Concerns about BIA, which is backed by international edu-business Pearson, were highlighted when Uganda closed all BIA schools. But concerns predate the closure.
Claims about the affordability of BIA schools have been contested. In 2016, our Department for International Development (DFID) published a report focussed on Nigeria. It found the alleged affordability of BIA schools was misleading.
Later, in April 2017, the chair of the Commons International Development Committee (IDC) wrote to the Secretary of State for International Development saying:
‘The evidence received during this inquiry raises serious questions about Bridge’s relationships with governments, transparency and sustainability.’
More generally, the IDC said:
‘The evidence presented to us during this inquiry certainly suggests that the majority of low-fee private schools are not serving the poorest and most marginalised children.’
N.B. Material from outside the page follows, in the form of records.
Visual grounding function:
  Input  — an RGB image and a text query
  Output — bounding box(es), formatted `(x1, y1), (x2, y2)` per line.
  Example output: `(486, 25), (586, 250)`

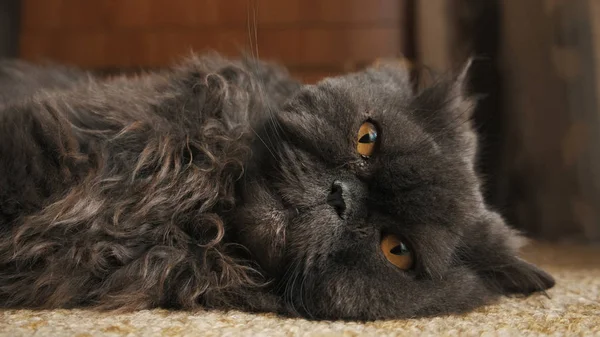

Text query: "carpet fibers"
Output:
(0, 244), (600, 337)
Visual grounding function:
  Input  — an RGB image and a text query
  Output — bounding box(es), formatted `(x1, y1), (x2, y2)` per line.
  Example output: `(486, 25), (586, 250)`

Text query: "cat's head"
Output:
(237, 63), (554, 319)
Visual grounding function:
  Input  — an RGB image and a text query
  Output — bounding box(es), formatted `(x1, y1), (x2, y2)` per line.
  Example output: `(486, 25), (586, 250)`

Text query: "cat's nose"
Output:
(327, 180), (348, 217)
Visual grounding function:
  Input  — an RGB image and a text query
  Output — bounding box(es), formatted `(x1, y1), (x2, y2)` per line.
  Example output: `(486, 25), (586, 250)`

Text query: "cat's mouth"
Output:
(380, 234), (415, 270)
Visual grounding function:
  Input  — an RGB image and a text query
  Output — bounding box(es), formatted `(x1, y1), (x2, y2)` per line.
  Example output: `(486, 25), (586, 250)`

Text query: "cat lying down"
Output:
(0, 55), (554, 320)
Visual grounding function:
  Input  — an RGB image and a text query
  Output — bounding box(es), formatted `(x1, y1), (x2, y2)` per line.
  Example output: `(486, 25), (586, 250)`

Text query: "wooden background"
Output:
(20, 0), (408, 81)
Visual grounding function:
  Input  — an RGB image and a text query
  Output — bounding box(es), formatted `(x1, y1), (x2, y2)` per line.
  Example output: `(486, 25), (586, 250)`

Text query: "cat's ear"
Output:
(463, 212), (555, 295)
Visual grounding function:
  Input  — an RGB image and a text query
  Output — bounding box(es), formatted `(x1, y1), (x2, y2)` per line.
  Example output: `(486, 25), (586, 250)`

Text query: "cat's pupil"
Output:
(358, 132), (377, 144)
(390, 243), (410, 255)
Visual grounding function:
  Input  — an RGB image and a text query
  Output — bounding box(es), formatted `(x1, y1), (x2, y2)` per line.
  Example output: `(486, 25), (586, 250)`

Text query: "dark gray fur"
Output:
(0, 55), (554, 320)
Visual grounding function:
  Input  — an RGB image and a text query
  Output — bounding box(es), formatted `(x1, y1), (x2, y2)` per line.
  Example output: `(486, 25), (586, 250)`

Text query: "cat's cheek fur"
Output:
(231, 182), (289, 275)
(458, 212), (555, 295)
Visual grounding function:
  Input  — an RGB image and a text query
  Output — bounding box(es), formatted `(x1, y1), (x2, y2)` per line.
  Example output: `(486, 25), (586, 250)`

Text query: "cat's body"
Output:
(0, 56), (553, 319)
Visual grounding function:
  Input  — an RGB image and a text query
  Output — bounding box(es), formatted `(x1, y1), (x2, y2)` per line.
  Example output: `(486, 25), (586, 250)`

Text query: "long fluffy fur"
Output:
(0, 57), (295, 310)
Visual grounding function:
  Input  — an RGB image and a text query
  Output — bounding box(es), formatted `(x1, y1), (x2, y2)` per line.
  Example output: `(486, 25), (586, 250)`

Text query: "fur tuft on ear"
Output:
(461, 212), (555, 295)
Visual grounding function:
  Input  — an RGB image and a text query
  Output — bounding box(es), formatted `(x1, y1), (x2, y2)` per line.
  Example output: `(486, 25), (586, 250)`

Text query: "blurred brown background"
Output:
(0, 0), (600, 241)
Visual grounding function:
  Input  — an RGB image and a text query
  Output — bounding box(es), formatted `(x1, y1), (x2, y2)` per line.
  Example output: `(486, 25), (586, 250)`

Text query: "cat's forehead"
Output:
(319, 63), (413, 103)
The IDC had visited BIA schools in Nigeria, Uganda and Kenya. It recognised BIA’s model was ‘innovative’ and ‘some of the schools – particularly those in Kenya – appeared to be providing a decent education to children who otherwise may not otherwise be in school.’ But the IDC had reservations:
The IDC recommended that DFID make no further investments in BIA until there was ‘clear, independent evidence’ of positive learning outcomes and evidence to show BIA was educating the ‘very poorest and most marginalised children which was not being provided elsewhere’.
The government of one of the countries visited by the IDC, Kenya, was concerned about BIA methodology whereby unqualified personnel deliver highly-scripted lessons. These lessons, written in the United States, were mostly irrelevant to Kenyan curriculum objectives and allowed no flexibility.